Hypovolemic shock refers to a medical or surgical condition in which rapid fluid loss results in multiple organ failure due to inadequate circulating volume and subsequent inadequate perfusion.
Endothelium plays a critical role in vascular physiological, pathophysiological, and reparative processes. The functions of the endothelium are highly altered following hypovolemic shock due to ischemia of the endothelial cells and by reperfusion due to resuscitation with fluids. Due to oxygen deprivation, endothelial cell apoptosis is induced following hypovolemic shock.
Most often, hypovolemic shock is secondary to rapid blood loss (hemorrhagic shock).
Acute external blood loss secondary to penetrating trauma and severe GI bleeding disorders are 2 common causes of hemorrhagic shock. Hemorrhagic shock can also result from significant acute internal blood loss into the thoracic and abdominal cavities.
Two common causes of rapid internal blood loss are solid organ injury and rupture of an abdominal aortic aneurysm. Hypovolemic shock can result from significant fluid (other than blood) loss. Two examples of hypovolemic shock secondary to fluid loss include refractory gastroenteritis and extensive burns. The remainder of this article concentrates mainly on hypovolemic shock secondary to blood loss and the controversies surrounding the treatment of this condition. The reader is referred to other articles for discussions of the pathophysiology and treatment for hypovolemic shock resulting from losses of fluid other than blood.

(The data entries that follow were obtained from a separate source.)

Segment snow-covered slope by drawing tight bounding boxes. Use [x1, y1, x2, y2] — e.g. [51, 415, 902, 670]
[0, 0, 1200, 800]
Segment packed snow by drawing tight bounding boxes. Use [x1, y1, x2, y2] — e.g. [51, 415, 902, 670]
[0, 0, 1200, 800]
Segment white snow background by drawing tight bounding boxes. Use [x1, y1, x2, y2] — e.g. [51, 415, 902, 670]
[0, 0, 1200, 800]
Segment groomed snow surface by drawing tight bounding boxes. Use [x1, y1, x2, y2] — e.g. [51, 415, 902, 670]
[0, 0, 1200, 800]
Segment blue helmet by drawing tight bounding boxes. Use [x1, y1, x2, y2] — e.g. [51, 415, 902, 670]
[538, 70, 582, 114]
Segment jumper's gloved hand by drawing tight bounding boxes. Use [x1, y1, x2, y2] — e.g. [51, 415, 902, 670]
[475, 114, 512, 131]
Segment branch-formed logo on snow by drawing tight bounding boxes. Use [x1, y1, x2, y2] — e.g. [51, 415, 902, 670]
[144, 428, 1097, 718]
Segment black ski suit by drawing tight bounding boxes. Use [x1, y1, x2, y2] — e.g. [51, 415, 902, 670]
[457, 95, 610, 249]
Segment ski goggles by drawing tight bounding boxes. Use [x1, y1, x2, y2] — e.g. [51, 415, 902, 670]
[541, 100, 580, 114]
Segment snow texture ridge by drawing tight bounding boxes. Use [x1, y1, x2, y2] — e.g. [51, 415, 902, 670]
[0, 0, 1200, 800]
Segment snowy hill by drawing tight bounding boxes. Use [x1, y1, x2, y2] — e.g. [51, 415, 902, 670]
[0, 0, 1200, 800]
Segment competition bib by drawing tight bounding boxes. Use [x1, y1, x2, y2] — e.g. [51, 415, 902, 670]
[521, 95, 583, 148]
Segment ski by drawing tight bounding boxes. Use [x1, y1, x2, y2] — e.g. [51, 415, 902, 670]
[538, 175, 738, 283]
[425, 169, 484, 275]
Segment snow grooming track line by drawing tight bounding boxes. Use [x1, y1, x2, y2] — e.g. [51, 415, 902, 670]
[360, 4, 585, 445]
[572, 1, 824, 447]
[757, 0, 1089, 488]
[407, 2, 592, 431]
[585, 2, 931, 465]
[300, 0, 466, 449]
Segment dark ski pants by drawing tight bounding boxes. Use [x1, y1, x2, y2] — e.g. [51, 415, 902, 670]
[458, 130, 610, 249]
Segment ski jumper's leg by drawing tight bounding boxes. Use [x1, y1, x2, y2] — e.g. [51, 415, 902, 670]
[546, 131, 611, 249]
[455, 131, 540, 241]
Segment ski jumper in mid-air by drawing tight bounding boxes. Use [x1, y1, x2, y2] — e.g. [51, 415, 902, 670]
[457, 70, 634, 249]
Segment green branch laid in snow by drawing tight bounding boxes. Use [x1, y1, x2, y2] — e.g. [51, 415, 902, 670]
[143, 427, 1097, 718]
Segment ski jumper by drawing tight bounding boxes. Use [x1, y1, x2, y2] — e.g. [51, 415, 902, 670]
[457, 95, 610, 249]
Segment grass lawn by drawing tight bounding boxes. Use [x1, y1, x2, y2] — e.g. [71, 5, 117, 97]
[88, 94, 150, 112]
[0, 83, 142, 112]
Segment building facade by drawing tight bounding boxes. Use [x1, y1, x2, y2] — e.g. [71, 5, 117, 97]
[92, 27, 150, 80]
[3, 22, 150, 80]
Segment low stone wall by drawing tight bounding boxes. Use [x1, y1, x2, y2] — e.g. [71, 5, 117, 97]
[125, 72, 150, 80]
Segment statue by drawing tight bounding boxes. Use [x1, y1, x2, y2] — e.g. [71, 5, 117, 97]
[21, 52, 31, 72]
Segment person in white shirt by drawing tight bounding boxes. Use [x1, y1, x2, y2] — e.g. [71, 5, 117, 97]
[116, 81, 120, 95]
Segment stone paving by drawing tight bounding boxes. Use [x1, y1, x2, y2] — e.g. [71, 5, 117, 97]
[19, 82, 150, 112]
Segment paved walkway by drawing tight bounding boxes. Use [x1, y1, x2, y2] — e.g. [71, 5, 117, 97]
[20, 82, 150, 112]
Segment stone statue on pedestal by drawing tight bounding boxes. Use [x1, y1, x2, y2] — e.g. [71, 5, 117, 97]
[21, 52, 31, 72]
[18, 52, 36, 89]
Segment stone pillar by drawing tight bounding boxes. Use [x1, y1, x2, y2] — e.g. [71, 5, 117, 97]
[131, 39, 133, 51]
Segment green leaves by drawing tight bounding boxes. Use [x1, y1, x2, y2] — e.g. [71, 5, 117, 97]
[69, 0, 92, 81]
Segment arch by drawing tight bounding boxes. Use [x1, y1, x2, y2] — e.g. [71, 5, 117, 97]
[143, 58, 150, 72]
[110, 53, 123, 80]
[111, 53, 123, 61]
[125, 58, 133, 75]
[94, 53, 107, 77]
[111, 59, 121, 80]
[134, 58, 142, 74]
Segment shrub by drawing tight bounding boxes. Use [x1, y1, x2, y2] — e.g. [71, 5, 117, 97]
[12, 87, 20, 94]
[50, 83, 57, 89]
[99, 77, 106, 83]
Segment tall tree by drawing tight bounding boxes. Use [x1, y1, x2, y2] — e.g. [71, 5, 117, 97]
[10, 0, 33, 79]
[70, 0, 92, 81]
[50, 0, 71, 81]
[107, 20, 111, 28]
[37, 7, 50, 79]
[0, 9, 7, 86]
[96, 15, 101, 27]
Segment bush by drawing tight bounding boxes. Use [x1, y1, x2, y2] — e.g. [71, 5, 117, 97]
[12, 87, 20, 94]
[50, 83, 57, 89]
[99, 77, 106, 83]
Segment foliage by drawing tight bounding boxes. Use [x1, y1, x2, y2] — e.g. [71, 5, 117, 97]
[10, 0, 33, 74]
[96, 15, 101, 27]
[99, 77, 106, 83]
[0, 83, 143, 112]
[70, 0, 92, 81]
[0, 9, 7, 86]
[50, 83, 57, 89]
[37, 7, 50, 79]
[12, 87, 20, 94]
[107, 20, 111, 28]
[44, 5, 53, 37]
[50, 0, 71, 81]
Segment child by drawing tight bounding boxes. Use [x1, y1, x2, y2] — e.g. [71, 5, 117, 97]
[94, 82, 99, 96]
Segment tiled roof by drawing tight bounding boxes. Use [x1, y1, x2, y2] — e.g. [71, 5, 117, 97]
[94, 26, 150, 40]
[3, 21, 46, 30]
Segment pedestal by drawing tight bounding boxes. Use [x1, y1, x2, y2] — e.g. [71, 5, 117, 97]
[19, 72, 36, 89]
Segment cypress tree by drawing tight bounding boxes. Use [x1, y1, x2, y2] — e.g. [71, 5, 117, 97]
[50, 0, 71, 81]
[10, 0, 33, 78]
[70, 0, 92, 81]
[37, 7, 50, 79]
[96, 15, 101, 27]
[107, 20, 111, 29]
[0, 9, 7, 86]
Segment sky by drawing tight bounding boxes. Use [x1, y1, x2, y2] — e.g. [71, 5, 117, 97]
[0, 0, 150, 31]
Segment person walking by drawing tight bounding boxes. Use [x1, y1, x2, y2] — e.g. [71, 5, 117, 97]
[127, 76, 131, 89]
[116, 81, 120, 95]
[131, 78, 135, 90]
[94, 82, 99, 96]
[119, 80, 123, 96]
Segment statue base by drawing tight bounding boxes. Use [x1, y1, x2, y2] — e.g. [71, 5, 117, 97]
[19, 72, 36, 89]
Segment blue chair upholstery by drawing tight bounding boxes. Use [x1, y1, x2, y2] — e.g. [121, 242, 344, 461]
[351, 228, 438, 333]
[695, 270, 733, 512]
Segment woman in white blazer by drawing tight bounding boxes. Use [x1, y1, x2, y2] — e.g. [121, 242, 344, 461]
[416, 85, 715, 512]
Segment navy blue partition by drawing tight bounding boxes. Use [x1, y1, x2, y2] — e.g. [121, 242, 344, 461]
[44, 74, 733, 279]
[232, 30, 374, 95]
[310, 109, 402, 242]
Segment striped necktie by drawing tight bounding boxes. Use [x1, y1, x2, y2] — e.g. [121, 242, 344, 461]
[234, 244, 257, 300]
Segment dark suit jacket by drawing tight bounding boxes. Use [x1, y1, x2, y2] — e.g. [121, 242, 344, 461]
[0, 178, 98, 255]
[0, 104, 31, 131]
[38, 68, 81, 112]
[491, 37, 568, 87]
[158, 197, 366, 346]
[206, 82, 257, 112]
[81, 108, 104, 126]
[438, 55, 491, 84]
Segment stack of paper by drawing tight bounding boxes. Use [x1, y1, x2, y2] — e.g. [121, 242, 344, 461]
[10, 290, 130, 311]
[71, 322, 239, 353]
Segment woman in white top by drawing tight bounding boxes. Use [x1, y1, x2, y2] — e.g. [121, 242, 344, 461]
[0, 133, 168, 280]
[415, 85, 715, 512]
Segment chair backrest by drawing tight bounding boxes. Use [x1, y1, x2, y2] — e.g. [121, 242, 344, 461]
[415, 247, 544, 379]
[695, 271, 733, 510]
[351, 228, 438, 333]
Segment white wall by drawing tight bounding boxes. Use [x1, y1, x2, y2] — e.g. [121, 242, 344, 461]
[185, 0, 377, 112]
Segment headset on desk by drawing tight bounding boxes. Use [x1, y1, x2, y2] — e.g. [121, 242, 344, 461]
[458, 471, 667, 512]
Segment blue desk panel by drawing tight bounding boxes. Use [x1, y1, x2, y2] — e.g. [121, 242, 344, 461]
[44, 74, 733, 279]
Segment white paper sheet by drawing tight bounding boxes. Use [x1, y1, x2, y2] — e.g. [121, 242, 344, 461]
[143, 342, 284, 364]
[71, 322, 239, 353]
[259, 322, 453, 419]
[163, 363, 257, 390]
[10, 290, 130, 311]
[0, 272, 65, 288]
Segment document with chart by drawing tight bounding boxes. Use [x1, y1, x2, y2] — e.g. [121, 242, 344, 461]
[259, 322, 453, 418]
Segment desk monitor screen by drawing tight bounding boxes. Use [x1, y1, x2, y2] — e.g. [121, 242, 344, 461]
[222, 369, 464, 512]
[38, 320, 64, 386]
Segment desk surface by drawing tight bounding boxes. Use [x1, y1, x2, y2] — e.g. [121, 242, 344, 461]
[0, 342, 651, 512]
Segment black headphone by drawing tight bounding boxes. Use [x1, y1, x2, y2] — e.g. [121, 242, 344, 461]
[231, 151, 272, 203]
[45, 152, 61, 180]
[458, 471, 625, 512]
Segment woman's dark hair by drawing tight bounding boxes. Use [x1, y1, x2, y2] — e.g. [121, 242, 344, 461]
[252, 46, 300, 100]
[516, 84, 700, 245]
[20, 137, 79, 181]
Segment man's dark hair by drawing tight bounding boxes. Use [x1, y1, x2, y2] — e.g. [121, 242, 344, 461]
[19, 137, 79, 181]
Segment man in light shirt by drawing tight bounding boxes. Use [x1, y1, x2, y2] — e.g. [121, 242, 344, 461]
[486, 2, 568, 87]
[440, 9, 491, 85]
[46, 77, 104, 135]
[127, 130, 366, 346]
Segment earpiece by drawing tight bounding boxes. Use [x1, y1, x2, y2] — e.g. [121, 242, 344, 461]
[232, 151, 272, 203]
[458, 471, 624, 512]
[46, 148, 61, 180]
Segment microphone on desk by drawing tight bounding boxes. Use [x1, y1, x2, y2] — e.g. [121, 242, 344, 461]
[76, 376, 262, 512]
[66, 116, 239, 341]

The many life-threatening injuries experienced during the wars of the 1900s have significantly affected the development of the principles of hemorrhagic shock resuscitation. During World War I, W.B. Cannon recommended delaying fluid resuscitation until the cause of the hemorrhagic shock was repaired surgically. Crystalloids and blood were used extensively during World War II for the treatment of patients in unstable conditions. Experience from the Korean and Vietnam wars revealed that volume resuscitation and early surgical intervention were paramount for surviving traumatic injuries resulting in hemorrhagic shock. These and other principles helped in the development of present guidelines for the treatment of traumatic hemorrhagic shock. However, recent investigators have questioned these guidelines, and today, controversies exist concerning the optimal treatment of hemorrhagic shock.
The prognosis is dependent on the degree of volume loss.